The Emerald marks the 20th & 35th wedding anniversaries. Its rich green hue reminds us
of the regeneration of life in Springtime and hope of new possibilities.
The History and Folklore of Emeralds
Emerald is the birthstone for May. The lush green emerald has soothed souls and excited imaginations since times of antiquity. Its name comes from the ancient Greek word for green, smaragdus. In ancient Rome, Pliny the Elder described the early lapidaries as having “no better method of restoring their eyes than by looking at the emerald, its soft, green color comforting and removing their weariness and lassitude.” Even today, the color green is known to relieve stress and eye strain. The Gachala Emerald is pictured at right.
Some of the oldest known emerald finds were near the Red Sea in Egypt. The ancient Egyptians mined these precious gems as early as 3500 BC through to the time of Cleopatra, the last Pharaoh of Egypt, who had a passion for emeralds as sumptuous royal adornments. Mesopotamians, Greeks and Romans all prized this gem. Alexander the Great’s men braved heat, snakes and scorpions to unearth the wondrous gem.
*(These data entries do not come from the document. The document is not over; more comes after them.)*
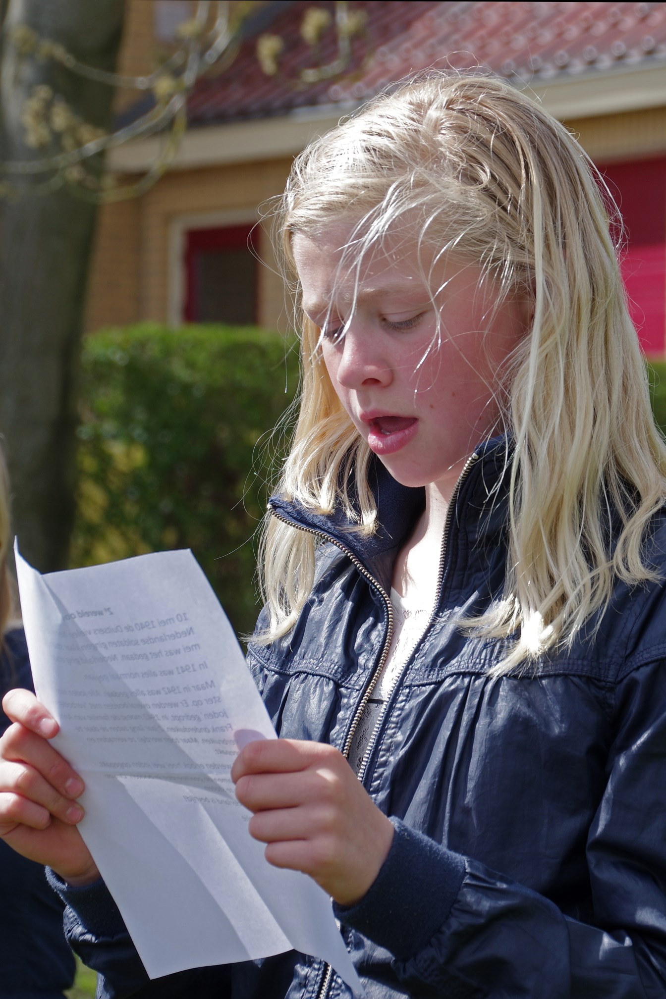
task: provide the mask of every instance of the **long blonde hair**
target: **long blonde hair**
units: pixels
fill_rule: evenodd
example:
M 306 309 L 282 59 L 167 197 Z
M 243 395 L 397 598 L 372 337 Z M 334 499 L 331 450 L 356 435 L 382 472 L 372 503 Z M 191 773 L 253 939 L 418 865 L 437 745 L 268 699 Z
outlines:
M 492 77 L 433 72 L 310 145 L 275 212 L 297 298 L 294 233 L 316 238 L 353 220 L 360 260 L 397 224 L 418 219 L 419 244 L 480 262 L 502 296 L 533 304 L 506 386 L 504 593 L 464 622 L 488 637 L 517 635 L 495 672 L 570 645 L 606 608 L 616 578 L 654 577 L 643 541 L 666 495 L 666 447 L 626 308 L 610 204 L 581 147 L 528 97 Z M 300 412 L 280 491 L 317 512 L 340 505 L 371 532 L 371 454 L 328 378 L 319 330 L 307 317 L 301 327 Z M 262 582 L 270 621 L 259 640 L 293 626 L 314 555 L 312 534 L 269 515 Z

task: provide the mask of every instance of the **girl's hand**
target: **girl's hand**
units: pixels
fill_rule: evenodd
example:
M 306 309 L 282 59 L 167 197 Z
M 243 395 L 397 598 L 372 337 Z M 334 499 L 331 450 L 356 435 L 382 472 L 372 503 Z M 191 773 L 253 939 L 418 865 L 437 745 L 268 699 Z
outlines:
M 309 874 L 341 905 L 365 895 L 394 830 L 342 753 L 320 742 L 263 739 L 241 750 L 231 777 L 254 812 L 250 834 L 268 844 L 269 863 Z
M 99 871 L 76 828 L 83 781 L 48 742 L 57 721 L 30 690 L 10 690 L 2 706 L 14 724 L 0 738 L 0 837 L 70 884 L 95 881 Z

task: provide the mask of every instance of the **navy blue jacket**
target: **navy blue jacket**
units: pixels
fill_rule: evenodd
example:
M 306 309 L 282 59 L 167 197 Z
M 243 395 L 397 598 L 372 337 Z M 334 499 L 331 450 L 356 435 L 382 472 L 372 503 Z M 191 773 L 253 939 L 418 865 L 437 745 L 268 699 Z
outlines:
M 368 894 L 337 915 L 369 999 L 663 999 L 666 587 L 618 582 L 596 637 L 591 621 L 570 651 L 489 677 L 505 642 L 456 622 L 502 590 L 503 468 L 503 446 L 485 446 L 452 501 L 436 614 L 361 773 L 394 817 L 393 847 Z M 249 651 L 283 736 L 344 749 L 386 647 L 392 566 L 424 500 L 375 475 L 372 538 L 273 500 L 276 515 L 328 539 L 294 630 Z M 666 513 L 648 555 L 666 576 Z M 64 894 L 104 996 L 349 995 L 335 974 L 322 990 L 322 963 L 294 952 L 149 983 L 103 886 Z
M 25 635 L 5 635 L 0 697 L 12 687 L 32 690 Z M 9 726 L 0 709 L 0 735 Z M 62 931 L 63 904 L 44 868 L 0 840 L 0 999 L 55 999 L 74 981 L 74 955 Z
Legend is that the emerald was one of the four precious stones given by God to King Solomon (whose reign was from 970 to 931 BC). These four stones were said to have endowed the king with power over all creation. In South America the Incas and Aztecs regarded the emerald as a holy gemstone and offered it to the gods. The Incas had already been using emeralds in religious ceremonies and for jewelry for at least 500 years when Spanish explorers arrived in the 16th Century. The Spaniards traded silver and gold for emeralds, soon touching Europe and Asia’s imaginations. The world’s eyes opened to the emerald’s majesty, and fantastic stories grew around this magnificent gem.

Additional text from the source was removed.